Garante Privacy: sanzione da 20 milioni di euro per l’americana Clearview AI
18/03/2022 2022-03-18 16:42Garante Privacy: sanzione da 20 milioni di euro per l’americana Clearview AI
Il Garante privacy ha irrogato una sanzione amministrativa del valore di 20 milioni di euro alla Clearview AI, società degli Stati Uniti che opera nel settore IT mediante la fornitura di software di riconoscimento facciale.
La società era già conosciuta da diversi paesi europei per il monitoraggio su larga scala di dati personali di cittadini, in particolare biometrici, realizzato mediante i propri sistemi informatici.
Il provvedimento è stato emesso all’esito di una procedura avviata dall’Autorità Garante a seguito di alcune segnalazioni pervenutele nel corso del 2021 in cui venivano lamentati evidenti criticità nei trattamenti dei dati personali da parte della società americana, realizzati in particolare senza aver acquisito il consenso degli interessati.
Nello specifico, i segnalanti riferivano che la società disponesse nei propri database di diverse immagini degli istanti indicizzate tramite appositi Url.
Secondo quanto accertato nel corso dell’istruttoria, infatti, l’operatore dispone di un motore di ricerca per il riconoscimento facciale (facial recognition search engine) che permette la ricerca di immagini provenienti da fonti esterne (social network, siti web o video presenti sulla rete (Youtube) e raccolte all’interno di un proprio database.
“Le immagini così raccolte vengono elaborate con tecniche biometriche al fine di estrarre le caratteristiche identificative di ognuna” in modo da consentirne, mediante l’associazione di metadati (quali ad es., il titolo dell’immagine o della pagina web, il link della fonte, la geolocalizzazione, il genere, la data di nascita, la nazionalità, la lingua), il reperimento nelle successive ricerche.

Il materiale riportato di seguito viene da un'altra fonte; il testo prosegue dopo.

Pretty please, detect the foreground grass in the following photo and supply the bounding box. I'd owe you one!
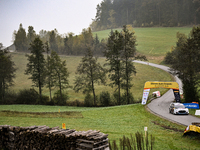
[0,104,200,150]
[10,53,173,102]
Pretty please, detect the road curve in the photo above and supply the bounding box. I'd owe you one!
[134,60,200,126]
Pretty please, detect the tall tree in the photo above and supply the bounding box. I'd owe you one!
[25,37,46,102]
[165,26,200,102]
[105,26,146,105]
[104,30,124,105]
[50,51,70,104]
[121,26,146,104]
[14,24,28,51]
[0,49,16,103]
[27,26,36,44]
[49,30,58,52]
[44,42,54,101]
[74,48,106,106]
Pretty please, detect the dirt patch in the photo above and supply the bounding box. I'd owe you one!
[152,121,183,133]
[0,110,83,118]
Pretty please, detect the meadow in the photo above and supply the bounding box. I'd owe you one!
[0,27,200,150]
[10,53,173,102]
[93,27,192,64]
[0,104,200,150]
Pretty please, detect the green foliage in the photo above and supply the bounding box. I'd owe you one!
[48,51,69,99]
[16,89,40,104]
[27,26,36,45]
[121,92,134,105]
[74,48,106,105]
[25,37,46,102]
[99,91,111,106]
[104,26,146,105]
[165,26,200,102]
[49,30,58,52]
[84,93,94,107]
[0,50,16,103]
[14,24,29,52]
[91,0,200,31]
[52,90,69,105]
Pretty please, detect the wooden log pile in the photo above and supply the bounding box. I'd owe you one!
[0,125,109,150]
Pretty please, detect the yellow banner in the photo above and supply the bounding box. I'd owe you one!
[144,81,179,90]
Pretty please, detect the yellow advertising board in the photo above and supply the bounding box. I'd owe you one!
[142,81,180,105]
[144,81,179,90]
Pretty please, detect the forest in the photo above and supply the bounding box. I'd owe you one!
[91,0,200,31]
[13,24,106,56]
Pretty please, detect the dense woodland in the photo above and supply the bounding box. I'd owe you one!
[91,0,200,30]
[13,24,106,55]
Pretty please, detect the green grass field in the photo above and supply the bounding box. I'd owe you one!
[0,104,200,150]
[93,27,192,63]
[0,27,200,150]
[10,53,173,101]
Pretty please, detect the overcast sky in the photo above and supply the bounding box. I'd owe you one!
[0,0,102,46]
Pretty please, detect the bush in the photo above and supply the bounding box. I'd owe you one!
[121,93,134,105]
[52,90,69,105]
[0,91,17,104]
[100,91,111,106]
[84,93,93,107]
[67,99,84,107]
[16,89,40,104]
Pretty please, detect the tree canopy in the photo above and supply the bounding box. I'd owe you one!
[25,37,46,100]
[0,48,16,103]
[91,0,200,30]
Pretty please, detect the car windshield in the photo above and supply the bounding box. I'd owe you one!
[175,105,185,109]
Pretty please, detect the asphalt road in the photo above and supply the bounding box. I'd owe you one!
[134,60,200,126]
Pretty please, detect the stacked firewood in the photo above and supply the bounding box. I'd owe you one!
[0,125,109,150]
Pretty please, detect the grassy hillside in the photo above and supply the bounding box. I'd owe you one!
[11,53,173,101]
[0,104,200,150]
[93,27,192,63]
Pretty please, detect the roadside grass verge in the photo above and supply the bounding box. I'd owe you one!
[0,104,200,150]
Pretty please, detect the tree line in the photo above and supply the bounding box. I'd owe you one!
[0,26,146,106]
[90,0,200,31]
[13,24,106,55]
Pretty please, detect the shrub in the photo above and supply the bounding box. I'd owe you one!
[66,99,84,107]
[84,93,93,107]
[0,91,17,104]
[121,93,134,105]
[16,89,39,104]
[52,90,69,105]
[100,91,111,106]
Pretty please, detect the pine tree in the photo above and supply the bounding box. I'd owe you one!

Il database, dal canto suo, mantiene al proprio interno l’immagine raccolta anche dopo la relativa rimozione dal web.
Ne deriva che “Clearview […] non raccoglie solamente immagini per renderle accessibili ai propri clienti, ma tratta le immagini raccolte mediante web scraping, attraverso un algoritmo proprietario di matching facciale, al fine di fornire un servizio di ricerca biometrica altamente qualificata”.
Alle accuse rivoltele, la società statunitense si è difesa affermando di aver disattivato i pochi account di prova creati per alcuni utenti europei sul finire del 2019 e che, pertanto, attualmente non eroga alcun servizio a clienti stabiliti nell’UE.
Ciò, peraltro, è assicurato da una precisa impostazione della propria piattaforma che impedisce l’accesso al software tramite indirizzi IP europei.
La conseguenza – a detta della stessa Clearview – è quella di non essere sottoposta all’ambito di applicazione del GDPR.
Di diverso avviso è, tuttavia, apparso il Garante privacy nel provvedimento in commento in cui si afferma come sia emerso chiaramente che la Società operi un trattamento di dati personali di cittadini italiani o individui comunque situati nel territorio dello Stato, circostanza confermata peraltro dai riscontri forniti daClearview ai reclamanti ai quali sono stati persino indicati gli Url con cui sono state indicizzate le relative immagini.
Non solo, ma l’intenzione da parte della società americana di rivolgersi al mercato europeo emerge anche dai termini della Informativa Privacy, prima che venisse modificata nel Marzo 2021.
Questa, invero, nella sua forma originaria, conteneva una serie di indicatori, tra cui – ad esempio – la base giuridica del trattamento, in linea con quanto previsto dall’art. 6 del GDPR, dai quali era possibile confermare un simile intento.
Ebbene, secondo l’Autorità italiana gli esiti dell’attività istruttoria condotta “ hanno rivelato che i dati personali detenuti dalla società, inclusi quelli biometrici e di geolocalizzazione, sono trattati illecitamente e senza un’adeguata base giuridica”.
Nello specifico, Clearview, non avrebbe rispettato i principi fondamentali che devono oggi sorreggere i trattamenti dei dati personali alla luce del GDPR quali:
- Quello di di trasparenza, per non aver informato in maniera adeguata gli utenti;
- Quello di limitazione delle finalità di trattamento, per l’utilizzo di dati degli utenti per scopi diversi rispetto a quelli per cui erano stati messi in rete;
- Infine, quello di limitazione della conservazione, per non aver fissato limiti di tempo per la conservazione dei dati.
La conseguenza è che “L’attività di Clearview AI si pone in violazione delle libertà degli interessati, tra cui la tutela della riservatezza e il diritto a non essere discriminati”, il che ha giustificato l’epilogo dell’istruttoria conclusasi con l’ingiunzione alla cancellazione di tutti i dati di cittadini italiani raccolti fino al momento della sua emissione e l’applicazione della sanzione massima possibile di 20 milioni di euro.